Durante años, buena parte de la investigación sobre el carbono marino trató a las bacterias como protagonistas casi exclusivas cuando se habla de aprovechar y transformar la materia orgánica disuelta en el océano. Un estudio realizado en sedimentos de un fiordo del alto Ártico propone que esa imagen está incompleta: los hongos marinos también podrían ser actores importantes, y en algunos casos incluso más eficientes para retener carbono en forma de biomasa.
El trabajo se centró en Kongsfjorden, en el archipiélago de Svalbard, un entorno especialmente valioso para estudiar estos procesos porque sus sedimentos funcionan como zonas activas de almacenamiento de carbono y, al mismo tiempo, están expuestos a cambios rápidos por el calentamiento del Ártico. Allí, los investigadores siguieron el destino de aminoácidos disueltos marcados con isótopos estables de carbono y nitrógeno, una estrategia que permite ver qué microorganismos incorporan ese material y cuánto de ese carbono nuevo queda asociado a su crecimiento.

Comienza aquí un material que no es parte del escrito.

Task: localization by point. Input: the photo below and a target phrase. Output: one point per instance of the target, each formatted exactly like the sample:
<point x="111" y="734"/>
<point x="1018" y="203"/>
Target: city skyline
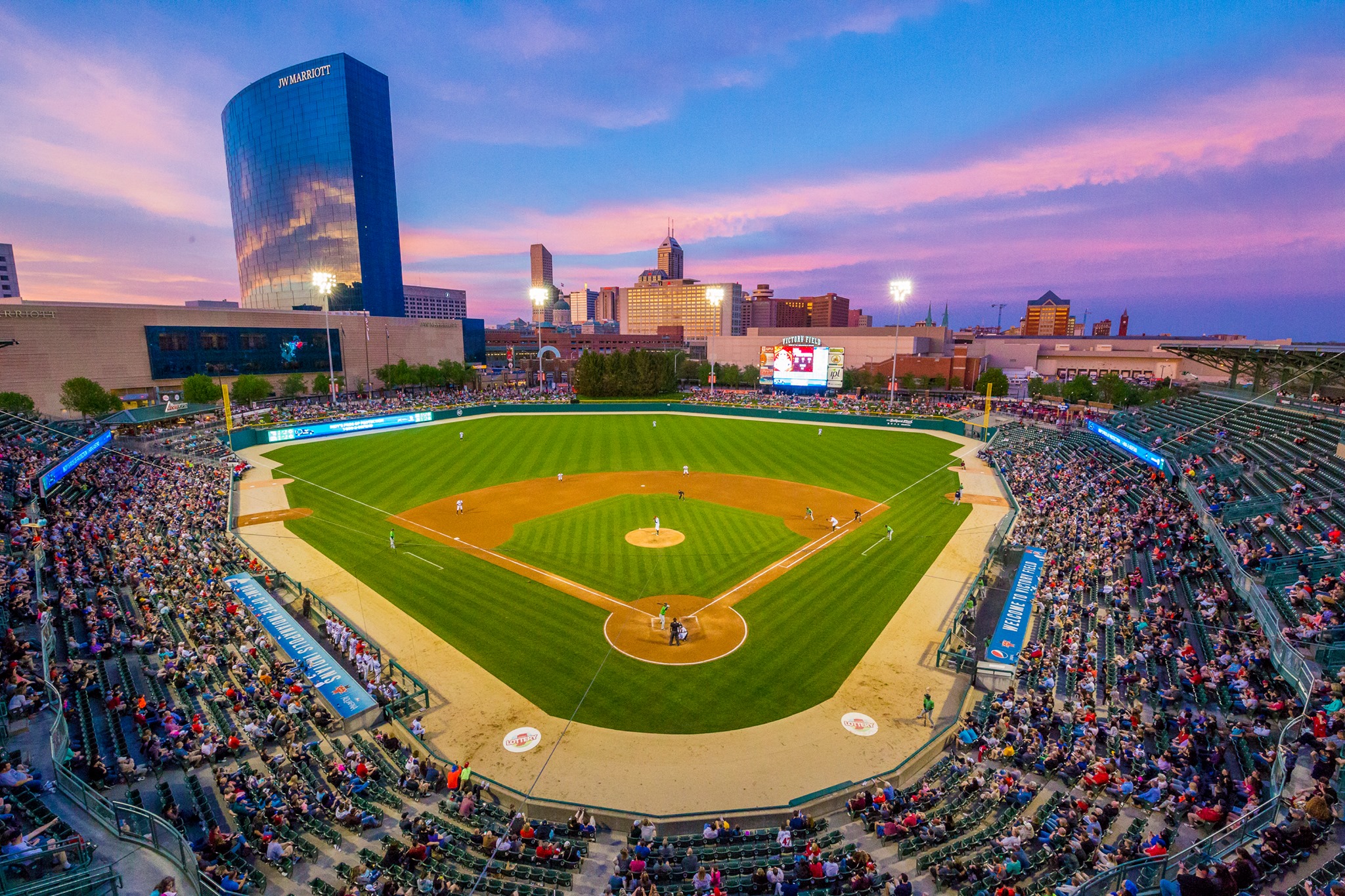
<point x="1187" y="165"/>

La conclusión principal fue que una comunidad específica de hongos marinos asimiló esa materia orgánica y mostró una eficiencia metabólica relativamente alta, es decir, una mayor capacidad para convertir una parte de ese carbono en biomasa en lugar de devolverlo enseguida al ambiente. En los sedimentos del fiordo, el número de taxones de hongos que incorporaron esos compuestos fue además muy superior al observado en suelos de tundra cercanos analizados con condiciones experimentales comparables.

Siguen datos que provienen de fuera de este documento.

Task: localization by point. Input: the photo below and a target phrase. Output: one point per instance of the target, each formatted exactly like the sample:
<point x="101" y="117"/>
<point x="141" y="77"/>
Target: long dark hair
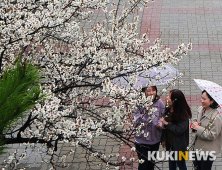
<point x="181" y="110"/>
<point x="214" y="105"/>
<point x="156" y="96"/>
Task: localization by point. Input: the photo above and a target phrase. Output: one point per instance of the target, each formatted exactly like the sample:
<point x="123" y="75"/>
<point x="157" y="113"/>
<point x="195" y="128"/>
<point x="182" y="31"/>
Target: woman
<point x="150" y="139"/>
<point x="208" y="131"/>
<point x="175" y="136"/>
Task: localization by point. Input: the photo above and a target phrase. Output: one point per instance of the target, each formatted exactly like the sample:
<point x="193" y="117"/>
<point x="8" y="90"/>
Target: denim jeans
<point x="142" y="152"/>
<point x="174" y="164"/>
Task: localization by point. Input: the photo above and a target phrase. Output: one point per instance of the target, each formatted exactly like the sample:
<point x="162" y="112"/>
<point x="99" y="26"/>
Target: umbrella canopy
<point x="152" y="77"/>
<point x="213" y="89"/>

Eso no significa que las bacterias dejen de ser centrales en el ciclo del carbono oceánico, pero sí que los modelos pueden estar dejando afuera un componente relevante. Si ciertos hongos ayudan a estabilizar carbono en sedimentos marinos, su papel podría influir en cómo se calcula el almacenamiento de carbono en ecosistemas costeros y polares, justo en regiones donde el cambio climático ya está alterando la temperatura, el hielo, el aporte de nutrientes y la dinámica del fondo marino.
El hallazgo también obliga a revisar una idea extendida: que los hongos en el mar son marginales frente a otros microbios. En los últimos años fueron apareciendo señales de que su presencia y actividad eran mayores de lo supuesto, pero este estudio aporta una medición directa de su participación en la incorporación de compuestos orgánicos simples en un ambiente natural particularmente sensible.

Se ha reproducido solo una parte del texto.